We are Church, brothers and sisters. Church is not the building, it is the community, you and I. The Church is, or should be, the best example of what life in the kingdom of heaven is all about. Those looking in on us from outside, should be able to see from the way we treat outsiders, the weak, the poor, those who do not fit in anywhere else , the marginalized, disabled, and so on, that there is a home and a welcome for everyone, no matter their race, their colour, their social and economic background, their weaknesses. That will encourage them to feel that there could also be a place for themselves as well.

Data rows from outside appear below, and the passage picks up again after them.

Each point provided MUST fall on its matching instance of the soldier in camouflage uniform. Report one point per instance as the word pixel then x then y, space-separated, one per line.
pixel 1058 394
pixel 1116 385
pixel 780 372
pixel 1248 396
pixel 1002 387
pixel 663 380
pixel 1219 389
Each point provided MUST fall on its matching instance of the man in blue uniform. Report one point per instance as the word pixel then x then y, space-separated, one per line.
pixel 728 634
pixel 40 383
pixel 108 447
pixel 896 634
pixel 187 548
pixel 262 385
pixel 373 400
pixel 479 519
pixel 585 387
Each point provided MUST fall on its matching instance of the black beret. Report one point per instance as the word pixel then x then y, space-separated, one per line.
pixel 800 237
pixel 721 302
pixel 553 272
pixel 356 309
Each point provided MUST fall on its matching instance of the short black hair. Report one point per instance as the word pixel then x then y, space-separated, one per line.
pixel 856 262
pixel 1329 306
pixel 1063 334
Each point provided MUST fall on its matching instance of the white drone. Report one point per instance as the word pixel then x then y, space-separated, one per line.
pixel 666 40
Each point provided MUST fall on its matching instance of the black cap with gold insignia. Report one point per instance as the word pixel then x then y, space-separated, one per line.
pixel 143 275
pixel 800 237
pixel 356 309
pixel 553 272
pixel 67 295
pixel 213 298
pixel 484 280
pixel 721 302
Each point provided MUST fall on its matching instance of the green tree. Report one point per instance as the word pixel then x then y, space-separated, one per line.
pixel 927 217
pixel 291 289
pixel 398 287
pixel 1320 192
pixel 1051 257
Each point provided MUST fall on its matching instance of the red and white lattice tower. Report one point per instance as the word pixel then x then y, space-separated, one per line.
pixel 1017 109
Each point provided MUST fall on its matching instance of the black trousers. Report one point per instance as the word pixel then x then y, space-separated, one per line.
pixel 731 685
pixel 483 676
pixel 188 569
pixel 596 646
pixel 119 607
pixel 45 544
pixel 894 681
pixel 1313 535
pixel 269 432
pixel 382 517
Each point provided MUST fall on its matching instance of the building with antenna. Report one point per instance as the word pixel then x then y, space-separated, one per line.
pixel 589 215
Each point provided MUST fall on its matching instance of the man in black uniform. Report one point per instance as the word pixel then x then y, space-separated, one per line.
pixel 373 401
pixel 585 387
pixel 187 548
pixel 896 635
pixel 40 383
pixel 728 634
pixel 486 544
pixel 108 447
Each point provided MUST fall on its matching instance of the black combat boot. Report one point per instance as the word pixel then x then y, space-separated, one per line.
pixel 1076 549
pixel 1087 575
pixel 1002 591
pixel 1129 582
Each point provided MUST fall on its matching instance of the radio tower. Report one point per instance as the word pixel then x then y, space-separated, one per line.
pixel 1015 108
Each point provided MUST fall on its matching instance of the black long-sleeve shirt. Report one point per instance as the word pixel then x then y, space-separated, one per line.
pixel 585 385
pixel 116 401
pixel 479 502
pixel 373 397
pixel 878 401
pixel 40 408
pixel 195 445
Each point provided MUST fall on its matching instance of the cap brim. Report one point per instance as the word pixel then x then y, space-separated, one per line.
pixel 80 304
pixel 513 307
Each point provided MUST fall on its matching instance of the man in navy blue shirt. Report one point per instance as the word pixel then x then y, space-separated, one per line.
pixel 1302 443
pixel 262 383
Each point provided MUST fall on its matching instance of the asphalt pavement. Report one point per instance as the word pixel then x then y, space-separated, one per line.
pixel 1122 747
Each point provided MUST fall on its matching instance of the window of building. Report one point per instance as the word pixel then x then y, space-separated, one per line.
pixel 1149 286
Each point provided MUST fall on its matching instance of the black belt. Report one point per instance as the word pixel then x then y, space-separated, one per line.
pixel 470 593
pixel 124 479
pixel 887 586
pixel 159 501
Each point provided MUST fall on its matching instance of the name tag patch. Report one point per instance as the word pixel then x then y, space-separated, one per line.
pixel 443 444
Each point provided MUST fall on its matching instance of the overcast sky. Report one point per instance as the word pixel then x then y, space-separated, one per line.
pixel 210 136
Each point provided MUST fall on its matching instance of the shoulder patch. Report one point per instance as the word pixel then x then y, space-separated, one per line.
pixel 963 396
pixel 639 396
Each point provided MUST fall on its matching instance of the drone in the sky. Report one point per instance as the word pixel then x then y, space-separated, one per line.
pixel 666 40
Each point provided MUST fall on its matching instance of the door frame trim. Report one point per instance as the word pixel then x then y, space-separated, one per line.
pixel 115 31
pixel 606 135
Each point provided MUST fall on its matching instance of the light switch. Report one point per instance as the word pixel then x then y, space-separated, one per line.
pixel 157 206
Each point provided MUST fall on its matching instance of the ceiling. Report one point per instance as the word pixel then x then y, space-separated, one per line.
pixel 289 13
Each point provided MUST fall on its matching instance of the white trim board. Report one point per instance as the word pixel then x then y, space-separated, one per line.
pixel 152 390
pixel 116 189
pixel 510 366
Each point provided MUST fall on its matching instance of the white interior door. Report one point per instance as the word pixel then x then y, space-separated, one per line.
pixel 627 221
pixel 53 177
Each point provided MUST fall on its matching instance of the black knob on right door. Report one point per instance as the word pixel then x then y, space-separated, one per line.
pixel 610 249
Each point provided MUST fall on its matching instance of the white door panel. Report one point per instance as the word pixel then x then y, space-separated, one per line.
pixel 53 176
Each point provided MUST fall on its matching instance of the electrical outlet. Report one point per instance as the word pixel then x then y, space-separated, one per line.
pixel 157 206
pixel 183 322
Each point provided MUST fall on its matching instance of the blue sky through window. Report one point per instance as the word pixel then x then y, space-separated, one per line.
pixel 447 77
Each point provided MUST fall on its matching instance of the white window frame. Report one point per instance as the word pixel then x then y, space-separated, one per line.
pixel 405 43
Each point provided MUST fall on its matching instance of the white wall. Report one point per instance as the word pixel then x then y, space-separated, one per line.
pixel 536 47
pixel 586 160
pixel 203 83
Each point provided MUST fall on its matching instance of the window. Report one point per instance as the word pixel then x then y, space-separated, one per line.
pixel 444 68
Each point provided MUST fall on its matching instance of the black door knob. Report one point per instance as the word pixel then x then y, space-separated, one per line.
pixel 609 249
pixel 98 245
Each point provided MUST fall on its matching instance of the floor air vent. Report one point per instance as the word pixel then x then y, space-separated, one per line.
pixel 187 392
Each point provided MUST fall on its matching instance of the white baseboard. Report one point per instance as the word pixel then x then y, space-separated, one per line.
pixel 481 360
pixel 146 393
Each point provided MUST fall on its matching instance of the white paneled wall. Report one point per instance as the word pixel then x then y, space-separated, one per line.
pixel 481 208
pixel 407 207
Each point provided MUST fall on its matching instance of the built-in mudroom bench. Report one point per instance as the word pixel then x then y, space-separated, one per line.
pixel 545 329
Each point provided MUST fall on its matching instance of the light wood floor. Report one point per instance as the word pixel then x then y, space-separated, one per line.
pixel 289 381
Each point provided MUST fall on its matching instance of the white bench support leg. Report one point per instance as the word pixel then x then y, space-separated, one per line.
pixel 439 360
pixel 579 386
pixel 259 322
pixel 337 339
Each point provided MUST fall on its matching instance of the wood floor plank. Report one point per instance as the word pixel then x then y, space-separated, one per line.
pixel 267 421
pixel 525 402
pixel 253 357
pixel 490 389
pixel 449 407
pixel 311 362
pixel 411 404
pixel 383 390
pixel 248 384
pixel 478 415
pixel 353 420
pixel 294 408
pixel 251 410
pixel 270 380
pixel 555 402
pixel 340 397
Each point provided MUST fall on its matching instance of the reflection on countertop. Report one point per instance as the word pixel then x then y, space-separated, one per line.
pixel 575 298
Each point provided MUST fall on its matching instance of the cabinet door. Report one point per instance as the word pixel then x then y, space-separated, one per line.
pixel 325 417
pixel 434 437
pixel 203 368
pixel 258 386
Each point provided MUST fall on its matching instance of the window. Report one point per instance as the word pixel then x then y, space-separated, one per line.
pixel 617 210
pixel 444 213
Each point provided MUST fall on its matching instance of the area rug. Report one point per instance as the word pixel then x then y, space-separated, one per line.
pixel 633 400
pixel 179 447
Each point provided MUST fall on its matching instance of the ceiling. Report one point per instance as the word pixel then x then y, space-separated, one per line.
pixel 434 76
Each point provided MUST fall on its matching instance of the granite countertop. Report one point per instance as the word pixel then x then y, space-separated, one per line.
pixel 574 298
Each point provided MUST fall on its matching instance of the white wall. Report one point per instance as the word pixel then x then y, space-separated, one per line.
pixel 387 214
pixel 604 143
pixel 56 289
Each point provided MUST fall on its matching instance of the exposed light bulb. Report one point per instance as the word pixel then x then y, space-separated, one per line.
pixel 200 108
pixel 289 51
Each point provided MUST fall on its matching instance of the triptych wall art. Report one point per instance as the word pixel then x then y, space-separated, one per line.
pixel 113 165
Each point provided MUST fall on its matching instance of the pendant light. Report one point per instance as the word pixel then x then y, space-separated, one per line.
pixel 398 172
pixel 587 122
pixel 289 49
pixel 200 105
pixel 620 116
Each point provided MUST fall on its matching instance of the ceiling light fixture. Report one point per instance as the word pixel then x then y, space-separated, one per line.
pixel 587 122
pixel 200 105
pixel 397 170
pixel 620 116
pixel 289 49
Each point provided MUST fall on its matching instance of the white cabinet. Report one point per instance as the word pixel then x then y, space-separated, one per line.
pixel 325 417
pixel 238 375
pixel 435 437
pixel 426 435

That is the best and most effective way to evangelize, by the way we live with others, including the misfits, how we behave towards one another, including the ones who irritate us the most. “See how those Christians love one another and also love others, who are not Christian” should be what they say about us. And if Jesus is the reason why we behave in such a loving way, won’t those looking in also be able to say: “What a friend we have in Jesus?” Can we say that this is true about our parish community , brothers and sisters? If not, why not?